Tuesday in Barnes & Noble was rewarding as usual. There was really only one book on my mind as I entered the store, but you know how that goes. Read the other day on NPR an excerpt of the new Alan Bennett book Smut, and was hoping to lay my hands on that. Took some digging but it was there between two distracting stacks on an out-of-the-way table. On a nearby shelf I came across a book unheard of, unmentioned, or at least in my world; a small 2011 hardback release by Lou Beach titled 420 Characters: Stories. The first thing that caught my eye was a quote from Jonathan Lethem: “Holy sh*t! These are great!” Each of the stories is limited to 420 characters, including letters, spaces and punctuation. Sound familiar? They we're each written as a status update on the author’s Facebook page. One example…

‘The storm came over the ridge, a rocket dropped rain like bees, filled the corral with water and noise. I watched lightning hit the apple trees and thought: “Fritters!” as we packed sandbags against the flood. There was nowhere to go that wasn’t wet, the squall had punched a hole in the cabin roof and the barn was knee-high in mud. We’ll bury Jess later, when the river recedes, before the ground turns hard again.’

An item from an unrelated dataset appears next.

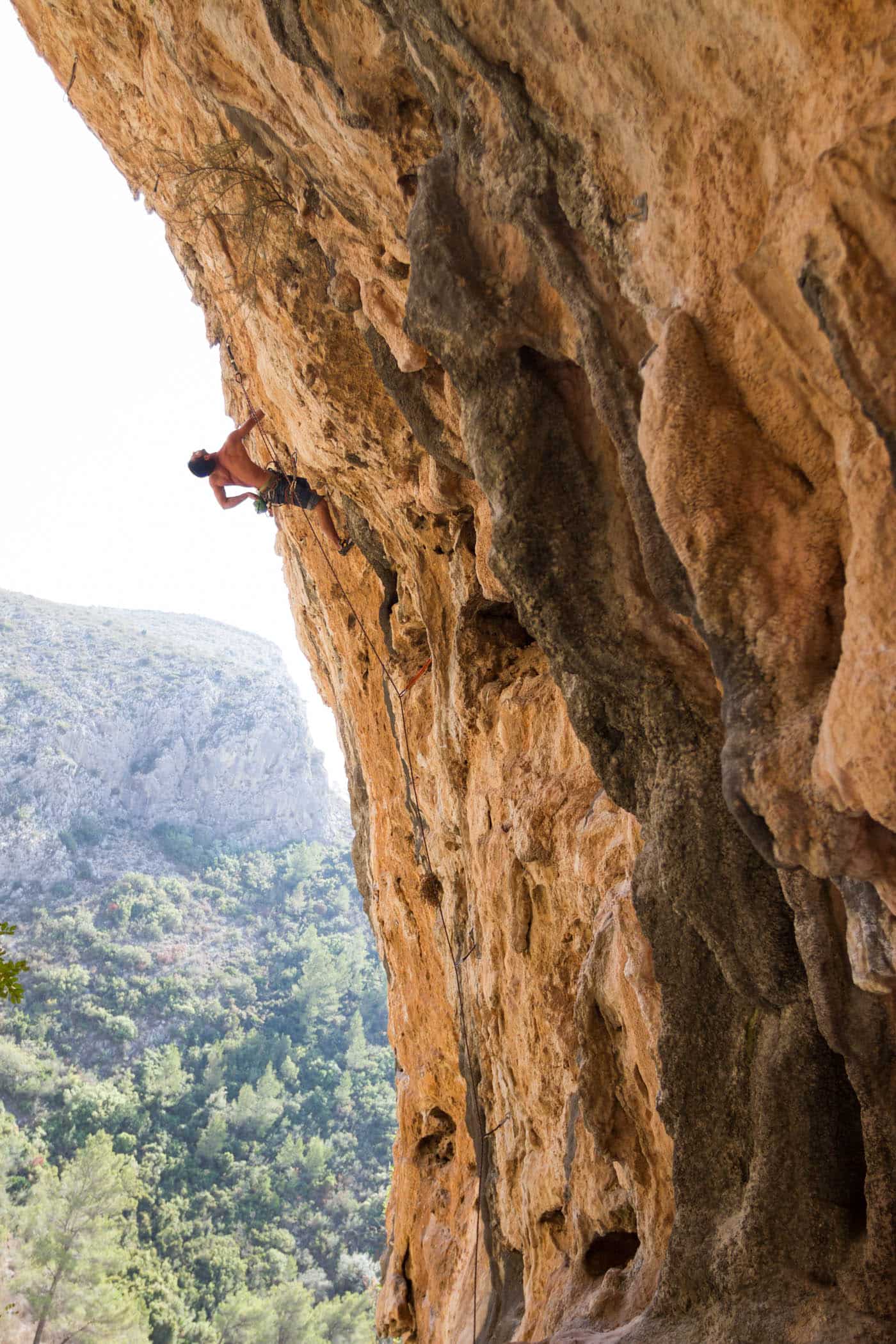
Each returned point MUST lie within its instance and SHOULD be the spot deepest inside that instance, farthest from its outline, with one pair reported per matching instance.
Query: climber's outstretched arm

That’s it; the end. A haiku-like story that leaves the reader to fill in the blanks.


The last was a totally unexpected find, a new release of Haruki Murakami’s popular 1987 novel, Norwegian Wood. I read this book at the time of it’s first release when I was living in Japan, a time when Murakami was still undiscovered outside of Japan. Since reading 1Q84 I have been thinking again of this and other Murakami books. The new release is in conjunction with the release of a new movie version of the novel. It is a Japanese production, but has been released outside of Japan recently.

Thursday, April 21, 2011

Gluttony of a Kind

First to admit it—I’m out of control and blind to the diminishing space and vanishing dollars brought on by my condition. Compulsion comes in a variety of flavors and it’s probably safe to say that some are less dangerous than others and I have to hope my own falls in that category. There’s a lot of compulsive behavior out there I’m happily immune to, but book buying is not one of them. When it comes to buying books, new or old, reason goes out the door.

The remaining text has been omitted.